4th. You must carry with you in your memorandum-book, or at the tip of your tongue, a good assortment of first-rate compliments of the season.
If these are spiced with a little scandal of your neighbours, or the party you have just left, so much the better; they are more relished.
Now you are obliged to visit twenty or thirty families per diem; and you are literally passing through doors, square-courts, and corridors, crossing patios and quadrangles, walking up and down stairs, getting up and sitting down from morning to night, during these three mortal days. It will be seen then, that these Passover and Tabernacle visits are tremendous affairs, and require Herculean strength to get through their polite duties. They may be days of jovial festivity to Jews, but certainly they are days of labour and annoyance to Gentiles.
But I must now give an account of one or two remarkable personages whom we visited. The first was Madame Bousac, a Jewess of this country. Her father was a grandee at Court in the days of former emperors, and the greatest merchant of his time, and she represented as an aristocrat among her people, a modern Esther, standing and pleading between the Sultan and her nation. This lady is the only native woman in the country, Mooress or Jewess, who has tact or courage enough to go and speak to the Emperor, and state her request with an unfaltering voice beneath the awful shadow of the Shereefian presence! Madame Bousac accompanied the merchants to Morocco, to pay her respects to the Emperor. Among other modest or confidential demands which the lady made on the Imperial benevolence, was that of an advance to her husband of ten thousand dollars. His Imperial Highness was immediately obliged to give a formal assent before his court.
She then visited the Harem, and felt herself quite at home. All the ladies, wives or concubines of the Emperor, waited upon her; and served her with tea and bread, and butter.
The presentation of bread and butter and cups of tea, is said to be the highest honour conferred on visitors, but why or wherefore I have not heard.
Madame Bousac gave us some account of the Morocco harem, which we may suppose is like that of Fez and Miknas. The number of these ladies was some two hundred. They are all attired alike, except the four wives, who dress a little more in the style of Sultanas. I am sorry to be obliged to disabuse the reader of the romance and oriental colouring attached to our ideas of the harem, by giving Madame Bousac’s simile of those angelic houries. This lady said, “they are like a string of charity-school girls going to church on a Sunday morning.”
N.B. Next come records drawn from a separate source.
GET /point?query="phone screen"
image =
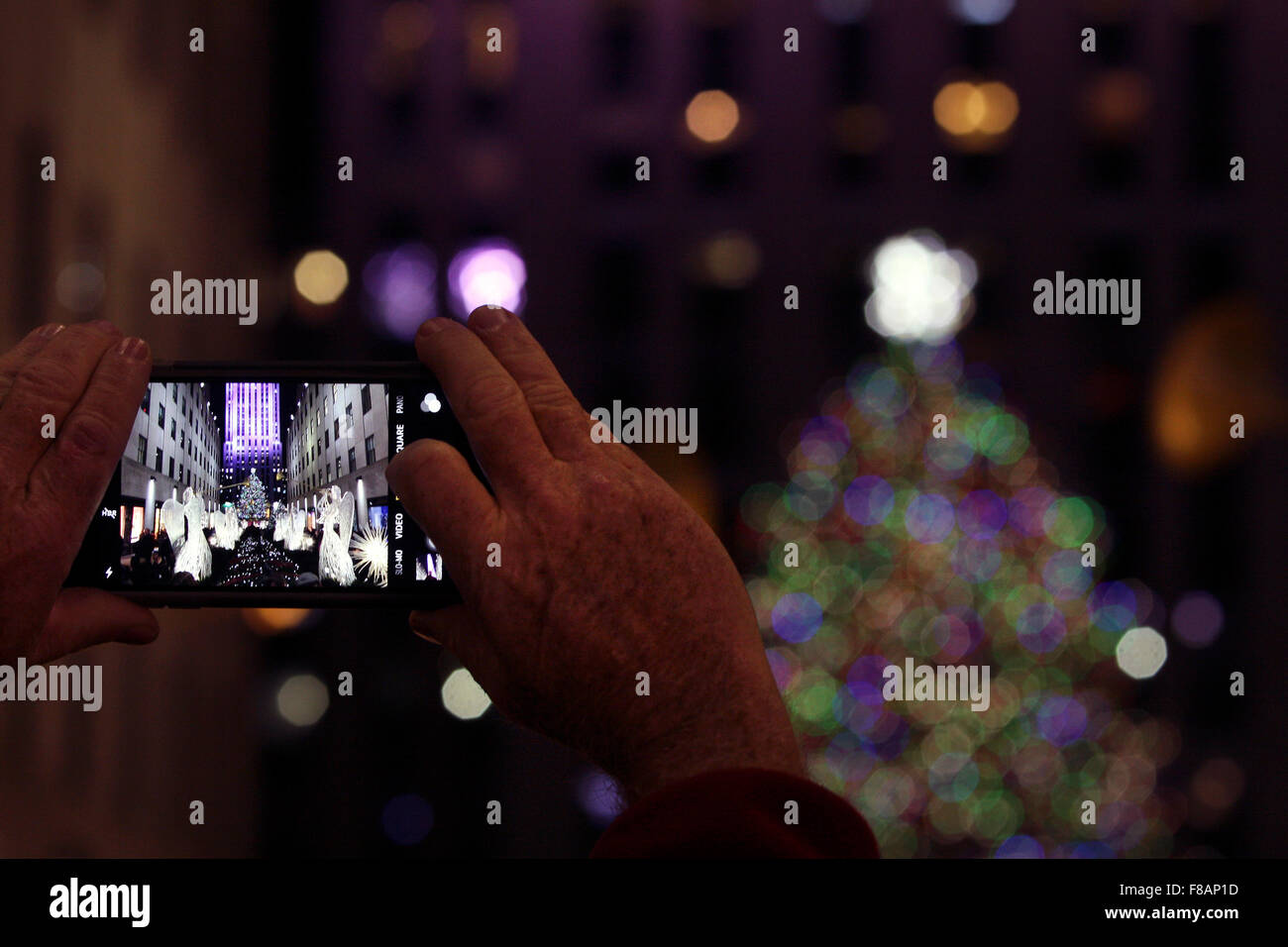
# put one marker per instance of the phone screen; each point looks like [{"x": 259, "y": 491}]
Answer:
[{"x": 253, "y": 488}]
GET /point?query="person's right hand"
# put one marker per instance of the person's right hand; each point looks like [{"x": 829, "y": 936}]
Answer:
[
  {"x": 89, "y": 381},
  {"x": 605, "y": 574}
]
Their penurious lord keeps down their pin-money to the lowest point, and is not more liberal to his ladies than to his other subjects. Former sultans were accustomed to allow their ladies half a dollar a day, but these have but twopence, or at least fourpence. Muley Abd Errahman even traffics in his beauties, and will now and then make a present of one to a governor, in consideration of receiving an adequate return of money, or presents. Sometimes, the Moors pay their Shereefian Sultan a similar compliment, by presenting him with slaves from their harem. [38]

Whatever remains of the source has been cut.